Einen Erfolg einer Diskussion bemessen wir nicht nur an schnellen Fusionen (die oft kurzfristig und überhastet statt finden und dann wieder aufgelöst werden müssen). Es kann auch viele andere Optionen wie (regelmäßige) Zusammenarbeit, gemeinsame Interventionen, Absprachen, Aktionseinheiten oder Wahlplattformen geben, die sowohl als Zwischenschritte wie als heute realistische Ebene der Zusammenarbeit absolut sinnvoll sein können.

Zentral für jede Debatte sind für uns ein solidarischer Umgang und ein solidarischer Diskussionsstil. Wir wollen nicht andere „entlarven“, sondern wir stellen in solidarischer Form unsere Konzepte vor, sind bereit, zuzuhören und auf einer genossenschaftlichen Weise über unsere und andere Konzepte zu diskutieren.
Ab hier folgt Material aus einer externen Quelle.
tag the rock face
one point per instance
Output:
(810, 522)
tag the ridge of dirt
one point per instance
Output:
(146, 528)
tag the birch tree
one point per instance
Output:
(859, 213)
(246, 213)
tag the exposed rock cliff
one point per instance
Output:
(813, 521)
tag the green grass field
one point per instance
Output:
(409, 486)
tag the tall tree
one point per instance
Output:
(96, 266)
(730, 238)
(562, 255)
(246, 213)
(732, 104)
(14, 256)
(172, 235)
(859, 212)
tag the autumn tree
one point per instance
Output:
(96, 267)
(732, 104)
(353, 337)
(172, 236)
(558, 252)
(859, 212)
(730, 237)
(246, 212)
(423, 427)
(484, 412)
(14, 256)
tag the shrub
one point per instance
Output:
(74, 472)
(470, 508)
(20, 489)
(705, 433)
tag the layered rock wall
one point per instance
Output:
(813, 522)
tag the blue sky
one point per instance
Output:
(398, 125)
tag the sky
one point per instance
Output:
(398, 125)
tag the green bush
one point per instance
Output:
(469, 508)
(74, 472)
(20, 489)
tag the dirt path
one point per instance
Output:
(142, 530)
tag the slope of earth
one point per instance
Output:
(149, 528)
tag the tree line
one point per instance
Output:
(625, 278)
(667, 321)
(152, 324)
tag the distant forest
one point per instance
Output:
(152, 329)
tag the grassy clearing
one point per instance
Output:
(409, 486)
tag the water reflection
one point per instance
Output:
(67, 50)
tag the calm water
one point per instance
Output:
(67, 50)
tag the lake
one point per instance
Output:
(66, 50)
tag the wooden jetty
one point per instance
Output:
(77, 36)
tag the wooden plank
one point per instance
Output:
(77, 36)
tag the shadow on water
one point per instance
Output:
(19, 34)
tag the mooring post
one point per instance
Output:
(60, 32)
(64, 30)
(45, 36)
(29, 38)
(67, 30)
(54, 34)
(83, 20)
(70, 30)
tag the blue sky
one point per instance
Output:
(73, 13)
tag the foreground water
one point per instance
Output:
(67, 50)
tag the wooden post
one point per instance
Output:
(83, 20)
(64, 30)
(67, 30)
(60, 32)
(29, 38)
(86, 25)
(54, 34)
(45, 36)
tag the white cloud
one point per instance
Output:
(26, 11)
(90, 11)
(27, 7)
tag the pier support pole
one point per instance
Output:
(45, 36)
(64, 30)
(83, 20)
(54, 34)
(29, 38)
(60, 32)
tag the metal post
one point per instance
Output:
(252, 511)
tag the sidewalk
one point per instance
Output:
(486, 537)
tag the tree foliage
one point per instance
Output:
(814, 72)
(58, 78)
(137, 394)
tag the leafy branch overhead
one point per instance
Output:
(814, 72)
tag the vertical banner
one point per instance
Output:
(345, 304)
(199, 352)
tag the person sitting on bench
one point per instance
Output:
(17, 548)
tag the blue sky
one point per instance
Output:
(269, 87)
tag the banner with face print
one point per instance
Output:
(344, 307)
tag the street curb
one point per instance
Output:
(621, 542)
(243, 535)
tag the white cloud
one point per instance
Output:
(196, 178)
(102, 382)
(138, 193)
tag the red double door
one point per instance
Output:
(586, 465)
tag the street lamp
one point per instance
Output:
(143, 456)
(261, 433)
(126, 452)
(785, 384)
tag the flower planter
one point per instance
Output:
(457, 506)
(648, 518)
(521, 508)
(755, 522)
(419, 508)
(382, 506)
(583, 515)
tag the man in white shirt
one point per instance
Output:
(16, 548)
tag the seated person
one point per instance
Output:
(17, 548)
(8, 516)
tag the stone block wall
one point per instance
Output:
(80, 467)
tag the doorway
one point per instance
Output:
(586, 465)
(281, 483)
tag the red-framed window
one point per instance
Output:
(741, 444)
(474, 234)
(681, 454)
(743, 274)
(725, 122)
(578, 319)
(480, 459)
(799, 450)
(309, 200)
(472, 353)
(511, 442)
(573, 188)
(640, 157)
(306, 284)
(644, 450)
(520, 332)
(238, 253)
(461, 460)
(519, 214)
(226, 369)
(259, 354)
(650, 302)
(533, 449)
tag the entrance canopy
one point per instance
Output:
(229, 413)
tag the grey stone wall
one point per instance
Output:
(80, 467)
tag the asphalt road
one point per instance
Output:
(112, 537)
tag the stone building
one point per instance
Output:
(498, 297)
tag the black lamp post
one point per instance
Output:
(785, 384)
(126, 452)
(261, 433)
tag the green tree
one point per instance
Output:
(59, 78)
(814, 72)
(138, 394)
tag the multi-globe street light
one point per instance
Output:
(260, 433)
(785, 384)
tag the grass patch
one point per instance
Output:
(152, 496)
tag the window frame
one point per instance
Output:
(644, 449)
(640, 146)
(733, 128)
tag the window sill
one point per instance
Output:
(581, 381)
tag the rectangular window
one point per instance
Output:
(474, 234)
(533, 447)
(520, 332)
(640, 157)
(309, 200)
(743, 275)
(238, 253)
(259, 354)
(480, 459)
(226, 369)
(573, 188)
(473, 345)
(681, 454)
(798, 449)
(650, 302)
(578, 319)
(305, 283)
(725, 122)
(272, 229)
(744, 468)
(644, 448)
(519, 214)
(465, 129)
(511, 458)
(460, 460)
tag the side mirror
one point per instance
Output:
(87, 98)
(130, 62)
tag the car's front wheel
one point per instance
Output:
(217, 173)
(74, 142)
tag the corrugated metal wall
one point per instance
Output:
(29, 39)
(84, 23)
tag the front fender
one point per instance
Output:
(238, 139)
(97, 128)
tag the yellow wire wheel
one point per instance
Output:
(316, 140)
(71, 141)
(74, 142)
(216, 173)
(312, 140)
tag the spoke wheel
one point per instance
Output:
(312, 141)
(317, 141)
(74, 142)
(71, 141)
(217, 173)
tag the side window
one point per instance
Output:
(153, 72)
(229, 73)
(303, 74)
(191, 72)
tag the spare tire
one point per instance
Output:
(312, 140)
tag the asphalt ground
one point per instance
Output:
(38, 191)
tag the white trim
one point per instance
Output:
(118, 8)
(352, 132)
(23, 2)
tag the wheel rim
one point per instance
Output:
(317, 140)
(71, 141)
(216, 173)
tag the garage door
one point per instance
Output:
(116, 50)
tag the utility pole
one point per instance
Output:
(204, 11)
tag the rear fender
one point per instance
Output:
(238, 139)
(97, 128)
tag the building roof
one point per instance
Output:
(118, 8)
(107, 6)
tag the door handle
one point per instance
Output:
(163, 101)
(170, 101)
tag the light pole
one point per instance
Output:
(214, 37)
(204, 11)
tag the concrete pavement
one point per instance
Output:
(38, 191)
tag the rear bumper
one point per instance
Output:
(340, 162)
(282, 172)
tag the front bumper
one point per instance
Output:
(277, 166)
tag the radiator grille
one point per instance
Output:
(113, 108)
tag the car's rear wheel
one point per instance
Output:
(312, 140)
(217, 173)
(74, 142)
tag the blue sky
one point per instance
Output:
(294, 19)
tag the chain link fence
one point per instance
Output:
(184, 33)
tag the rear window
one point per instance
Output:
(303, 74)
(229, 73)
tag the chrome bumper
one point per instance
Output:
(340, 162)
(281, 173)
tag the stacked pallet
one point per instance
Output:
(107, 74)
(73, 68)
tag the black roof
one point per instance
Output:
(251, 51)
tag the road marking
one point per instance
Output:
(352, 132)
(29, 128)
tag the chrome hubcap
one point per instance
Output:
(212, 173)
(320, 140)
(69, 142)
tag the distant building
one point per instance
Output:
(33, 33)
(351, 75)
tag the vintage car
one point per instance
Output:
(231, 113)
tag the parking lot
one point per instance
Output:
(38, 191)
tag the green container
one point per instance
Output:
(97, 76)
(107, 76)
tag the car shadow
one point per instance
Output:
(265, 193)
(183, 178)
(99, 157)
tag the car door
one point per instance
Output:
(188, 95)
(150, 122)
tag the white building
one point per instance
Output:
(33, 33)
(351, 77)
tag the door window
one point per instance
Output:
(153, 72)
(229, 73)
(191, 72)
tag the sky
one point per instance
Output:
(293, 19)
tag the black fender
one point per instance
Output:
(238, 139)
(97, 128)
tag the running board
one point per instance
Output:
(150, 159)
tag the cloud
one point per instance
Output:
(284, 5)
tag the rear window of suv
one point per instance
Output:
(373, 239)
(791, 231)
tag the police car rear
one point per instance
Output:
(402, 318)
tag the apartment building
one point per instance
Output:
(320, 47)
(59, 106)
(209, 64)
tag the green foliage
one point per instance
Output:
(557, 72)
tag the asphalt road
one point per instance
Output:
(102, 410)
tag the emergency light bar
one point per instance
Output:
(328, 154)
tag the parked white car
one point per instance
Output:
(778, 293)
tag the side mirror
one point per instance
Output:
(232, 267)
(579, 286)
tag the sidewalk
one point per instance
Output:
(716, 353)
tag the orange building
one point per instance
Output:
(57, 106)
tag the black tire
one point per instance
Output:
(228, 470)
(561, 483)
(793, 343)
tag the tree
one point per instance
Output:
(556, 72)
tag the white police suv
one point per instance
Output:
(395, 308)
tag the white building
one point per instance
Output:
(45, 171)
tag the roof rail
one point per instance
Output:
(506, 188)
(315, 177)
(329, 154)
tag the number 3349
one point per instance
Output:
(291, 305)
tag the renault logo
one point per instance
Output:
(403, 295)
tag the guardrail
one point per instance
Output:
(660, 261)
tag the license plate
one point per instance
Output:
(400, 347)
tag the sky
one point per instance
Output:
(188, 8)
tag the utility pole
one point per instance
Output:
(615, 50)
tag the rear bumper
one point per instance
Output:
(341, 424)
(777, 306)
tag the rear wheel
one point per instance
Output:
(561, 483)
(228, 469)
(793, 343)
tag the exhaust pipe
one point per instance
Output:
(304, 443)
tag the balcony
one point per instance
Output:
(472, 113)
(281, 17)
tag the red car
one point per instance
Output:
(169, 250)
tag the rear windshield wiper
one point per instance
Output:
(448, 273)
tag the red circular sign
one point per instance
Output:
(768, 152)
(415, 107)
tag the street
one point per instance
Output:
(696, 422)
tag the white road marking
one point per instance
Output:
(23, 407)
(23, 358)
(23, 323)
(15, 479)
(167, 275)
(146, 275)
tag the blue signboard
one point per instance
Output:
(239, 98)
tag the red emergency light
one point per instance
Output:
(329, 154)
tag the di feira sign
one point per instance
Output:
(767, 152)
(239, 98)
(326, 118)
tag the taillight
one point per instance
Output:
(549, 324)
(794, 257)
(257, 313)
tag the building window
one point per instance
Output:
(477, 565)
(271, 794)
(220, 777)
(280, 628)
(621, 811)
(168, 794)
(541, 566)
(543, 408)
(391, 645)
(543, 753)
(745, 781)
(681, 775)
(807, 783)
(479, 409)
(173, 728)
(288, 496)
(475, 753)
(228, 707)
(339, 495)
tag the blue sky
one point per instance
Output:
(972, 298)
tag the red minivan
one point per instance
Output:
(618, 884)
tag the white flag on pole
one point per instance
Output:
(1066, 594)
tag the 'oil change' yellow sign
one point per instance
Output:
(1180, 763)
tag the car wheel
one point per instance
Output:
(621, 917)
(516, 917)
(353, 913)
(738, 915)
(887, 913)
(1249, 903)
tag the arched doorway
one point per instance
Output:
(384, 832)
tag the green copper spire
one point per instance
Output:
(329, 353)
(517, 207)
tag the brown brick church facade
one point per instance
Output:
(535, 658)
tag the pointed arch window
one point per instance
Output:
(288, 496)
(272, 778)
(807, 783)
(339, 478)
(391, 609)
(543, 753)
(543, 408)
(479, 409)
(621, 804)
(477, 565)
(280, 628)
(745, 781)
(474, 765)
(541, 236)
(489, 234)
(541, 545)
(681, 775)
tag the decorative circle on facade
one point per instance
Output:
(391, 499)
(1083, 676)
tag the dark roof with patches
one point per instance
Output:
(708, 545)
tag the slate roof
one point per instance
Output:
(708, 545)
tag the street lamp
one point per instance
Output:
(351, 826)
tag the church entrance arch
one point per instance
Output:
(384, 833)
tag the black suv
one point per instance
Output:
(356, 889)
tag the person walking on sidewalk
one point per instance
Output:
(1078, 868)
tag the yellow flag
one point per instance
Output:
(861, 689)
Ein solidarischer Stil und Umgang sowie ein Verständnis für den Wert innerorganisatorischer Demokratie sind nicht nur ein guter Schutz vor Spaltungen sondern auch notwendig für Vereinigungen und Umgruppierungen. Es müssen alle informiert sein, es muss ausreichend Instrumente zur Information aller geben und Entscheidungen müssen breit debattiert und getroffen werden.

7. Zusammenfassung

  • Wir halten eine Umgruppierung revolutionärer Kräfte für wichtig und notwendig. In Debatten stellen wir unsere Konzepte solidarisch vor, bieten sie zur Diskussion an und wollen so unsere Ideen und Arbeitsweisen populär machen.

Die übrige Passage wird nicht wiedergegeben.